Human Rights Tribunal of Ontario
B E T W E E N:
Carrie Barber by her litigation guardian Sheila Barber
Applicant
-and-
South East Community Care Access Centre and
Her Majesty the Queen in Right of Ontario as represented by the Minister of Health and Long-Term Care and the Minister of Community and Social Services
Respondents
-and-
ARCH Disability Law Centre
Intervenor
INTERIM DECISION
Adjudicator: David A. Wright
Indexed as: Barber v. South East Community Care Access Centre
appearances
Carrie Barber by her litigation guardian Sheila Barber, Applicant | Hugh Scher, Counsel South East Community Care Access Centre, Respondent | Shane Smith, Counsel ARCH Disability Law Centre, Intervenor | Tess Sheldon, Counsel
Decision
1The issue in this Interim Decision, as in Yuill v. Canadian Union of Public Employees, 2012 HRTO 366, and G.M. v. Ariss Place Residential Care and Treatment, 2012 HRTO 367, is whether a proposed litigation guardian has a conflict of interest that disqualifies them from representing another person. The respondent South East Community Care Access Centre (“CCAC”) argues that because the propriety of the actions of Sheila Barber, the proposed litigation guardian for Carrie Barber, are being raised in the proceeding by the respondent, she has a conflict of interest that disqualifies her from acting. Applying the principles set out by the courts, I find that Ms. Barber is an appropriate litigation guardian. There is no dispute that Ms. Carrie Barber does not have the capacity to conduct this Application on her own behalf.

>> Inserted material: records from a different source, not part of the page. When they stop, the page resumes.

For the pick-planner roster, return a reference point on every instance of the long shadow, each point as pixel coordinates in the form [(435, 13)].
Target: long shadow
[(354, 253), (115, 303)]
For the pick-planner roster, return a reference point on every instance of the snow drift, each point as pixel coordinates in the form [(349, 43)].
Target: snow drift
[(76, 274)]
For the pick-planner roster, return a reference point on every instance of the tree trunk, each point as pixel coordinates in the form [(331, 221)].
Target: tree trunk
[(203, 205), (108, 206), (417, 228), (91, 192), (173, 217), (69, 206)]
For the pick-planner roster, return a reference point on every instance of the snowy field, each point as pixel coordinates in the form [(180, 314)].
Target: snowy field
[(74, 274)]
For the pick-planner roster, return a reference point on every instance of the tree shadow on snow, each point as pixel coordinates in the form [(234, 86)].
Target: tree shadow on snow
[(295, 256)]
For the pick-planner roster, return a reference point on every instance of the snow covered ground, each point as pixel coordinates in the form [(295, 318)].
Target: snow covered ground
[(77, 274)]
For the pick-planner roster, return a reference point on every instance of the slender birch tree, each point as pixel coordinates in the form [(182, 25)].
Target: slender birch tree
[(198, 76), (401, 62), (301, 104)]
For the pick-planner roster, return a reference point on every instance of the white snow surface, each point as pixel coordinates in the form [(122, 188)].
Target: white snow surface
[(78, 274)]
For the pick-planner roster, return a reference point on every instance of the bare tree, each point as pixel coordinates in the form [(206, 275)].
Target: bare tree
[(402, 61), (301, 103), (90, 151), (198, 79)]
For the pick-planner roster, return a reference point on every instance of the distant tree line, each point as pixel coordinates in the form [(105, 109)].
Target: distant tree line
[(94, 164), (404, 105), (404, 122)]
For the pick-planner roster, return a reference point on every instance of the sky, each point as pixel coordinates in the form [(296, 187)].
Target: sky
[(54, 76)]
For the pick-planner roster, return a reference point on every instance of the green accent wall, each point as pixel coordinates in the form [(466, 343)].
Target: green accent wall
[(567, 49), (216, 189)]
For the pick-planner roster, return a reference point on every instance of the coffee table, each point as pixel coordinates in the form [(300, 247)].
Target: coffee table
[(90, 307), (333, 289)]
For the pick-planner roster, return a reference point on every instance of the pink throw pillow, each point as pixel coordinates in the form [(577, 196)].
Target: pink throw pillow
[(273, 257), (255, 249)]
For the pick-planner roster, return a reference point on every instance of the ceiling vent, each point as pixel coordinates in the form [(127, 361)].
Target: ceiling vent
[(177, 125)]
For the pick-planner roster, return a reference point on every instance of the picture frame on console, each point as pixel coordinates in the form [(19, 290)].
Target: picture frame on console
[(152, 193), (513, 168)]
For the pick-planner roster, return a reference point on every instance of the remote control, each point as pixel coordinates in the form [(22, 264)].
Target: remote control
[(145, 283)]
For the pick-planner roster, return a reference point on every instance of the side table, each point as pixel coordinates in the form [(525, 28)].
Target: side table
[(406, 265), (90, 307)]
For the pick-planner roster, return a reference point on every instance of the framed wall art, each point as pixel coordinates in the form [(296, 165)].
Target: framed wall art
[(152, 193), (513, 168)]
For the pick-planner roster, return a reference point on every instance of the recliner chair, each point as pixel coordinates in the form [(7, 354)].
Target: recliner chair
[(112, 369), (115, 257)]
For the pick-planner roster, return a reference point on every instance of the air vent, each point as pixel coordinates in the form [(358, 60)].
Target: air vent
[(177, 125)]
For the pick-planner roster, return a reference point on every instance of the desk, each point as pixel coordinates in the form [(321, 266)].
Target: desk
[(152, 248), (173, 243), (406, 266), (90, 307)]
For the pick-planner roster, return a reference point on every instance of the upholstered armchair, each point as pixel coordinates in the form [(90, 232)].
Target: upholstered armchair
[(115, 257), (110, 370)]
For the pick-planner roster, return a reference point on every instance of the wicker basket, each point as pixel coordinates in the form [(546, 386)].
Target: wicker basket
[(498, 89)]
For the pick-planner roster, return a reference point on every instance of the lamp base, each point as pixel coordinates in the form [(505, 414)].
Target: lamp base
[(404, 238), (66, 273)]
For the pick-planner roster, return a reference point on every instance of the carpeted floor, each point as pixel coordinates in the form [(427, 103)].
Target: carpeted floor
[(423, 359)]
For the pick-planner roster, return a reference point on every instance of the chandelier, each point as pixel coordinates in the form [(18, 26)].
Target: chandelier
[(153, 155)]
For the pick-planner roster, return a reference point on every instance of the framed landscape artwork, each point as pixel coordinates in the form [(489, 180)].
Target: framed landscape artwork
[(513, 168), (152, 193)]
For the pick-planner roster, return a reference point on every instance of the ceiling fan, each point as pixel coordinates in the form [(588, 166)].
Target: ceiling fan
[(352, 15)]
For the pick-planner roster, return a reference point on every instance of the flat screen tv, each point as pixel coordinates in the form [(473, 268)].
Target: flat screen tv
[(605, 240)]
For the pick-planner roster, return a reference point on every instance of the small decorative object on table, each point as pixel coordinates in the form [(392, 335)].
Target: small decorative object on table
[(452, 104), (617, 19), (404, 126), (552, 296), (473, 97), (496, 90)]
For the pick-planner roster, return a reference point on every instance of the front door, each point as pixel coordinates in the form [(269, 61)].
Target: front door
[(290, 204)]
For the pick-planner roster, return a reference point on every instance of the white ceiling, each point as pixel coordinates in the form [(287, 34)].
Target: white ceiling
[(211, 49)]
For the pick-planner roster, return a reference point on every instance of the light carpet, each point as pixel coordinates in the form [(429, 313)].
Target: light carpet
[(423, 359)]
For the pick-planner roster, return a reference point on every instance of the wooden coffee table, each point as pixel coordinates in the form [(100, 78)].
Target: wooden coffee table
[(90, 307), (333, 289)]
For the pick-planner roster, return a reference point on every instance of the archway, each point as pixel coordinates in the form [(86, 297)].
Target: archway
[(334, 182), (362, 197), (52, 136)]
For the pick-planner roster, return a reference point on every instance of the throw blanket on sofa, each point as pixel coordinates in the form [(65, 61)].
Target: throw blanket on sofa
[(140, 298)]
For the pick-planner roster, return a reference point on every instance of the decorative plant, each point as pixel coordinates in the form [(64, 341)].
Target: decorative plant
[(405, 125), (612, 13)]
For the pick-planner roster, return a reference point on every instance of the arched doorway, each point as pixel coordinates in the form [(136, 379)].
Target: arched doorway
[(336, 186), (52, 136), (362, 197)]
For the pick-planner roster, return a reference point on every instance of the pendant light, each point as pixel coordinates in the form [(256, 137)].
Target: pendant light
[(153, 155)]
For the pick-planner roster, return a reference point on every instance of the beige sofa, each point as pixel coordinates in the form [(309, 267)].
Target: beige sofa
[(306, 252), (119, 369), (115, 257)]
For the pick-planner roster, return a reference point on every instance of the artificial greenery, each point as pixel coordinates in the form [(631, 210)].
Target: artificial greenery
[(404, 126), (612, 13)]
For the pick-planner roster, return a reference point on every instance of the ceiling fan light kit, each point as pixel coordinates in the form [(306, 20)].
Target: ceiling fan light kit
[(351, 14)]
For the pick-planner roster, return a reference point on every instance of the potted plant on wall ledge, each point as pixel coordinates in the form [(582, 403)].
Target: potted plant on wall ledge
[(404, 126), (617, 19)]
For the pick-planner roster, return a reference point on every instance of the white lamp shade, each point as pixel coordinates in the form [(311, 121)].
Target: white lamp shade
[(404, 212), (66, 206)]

2The Application stems from the provision of support services to the applicant, who has a complex disability. The CCAC refused to continue to provide certain services, and its explanation is that its reasons for doing so related to the improper actions of Sheila Barber during disputes with it. The respondent says that this creates a conflict of interest, since Sheila’s actions will be in question and the desire to vindicate her position may influence her to take positions that are not in Carrie Barber’s best interests.
3The analysis of whether there is a conflict of interest is discussed in Yuill v. Canadian Union of Public Employees¸ 2012 HRTO 366, released concurrently. In that case the Tribunal stated as follows at para. 3:
Neither the possibility that the litigation guardian has an additional interest furthered by the litigation nor hypothetical differences in interest should lead to disqualification.
4At paras. 4-7, the Tribunal held:
A litigation guardian must be qualified and prepared to act, with no conflict of interest in relation to the interests of the incapable adult. The absence of conflict of interest is sometimes described as “indifference” as to the outcome of the proceedings. As the Supreme Court explained in Gronnerud (Litigation Guardians of) v. Gronnerud Estate, 2002 SCC 38 at para. 20:
The third criterion, that of “indifference” to the result of the legal proceedings, essentially means that the litigation guardian cannot possess a conflict of interest vis-à-vis the interests of the disabled person. Indifference by a litigation guardian requires that the guardian be capable of providing a neutral, unbiased assessment of the legal situation of the dependent adult and offering an unclouded opinion as to the appropriate course of action. In essence the requirement of indifference on the part of a litigation guardian is a prerequisite for ensuring the protection of the best interests of the dependent adult. A litigation guardian who does not have a personal interest in the outcome of the litigation will be able to keep the best interests of the dependent adult front and centre, while making decisions on his or her behalf. Given the primacy of protecting the best interests of disabled persons, it is appropriate to require such disinterest on the part of a litigation guardian.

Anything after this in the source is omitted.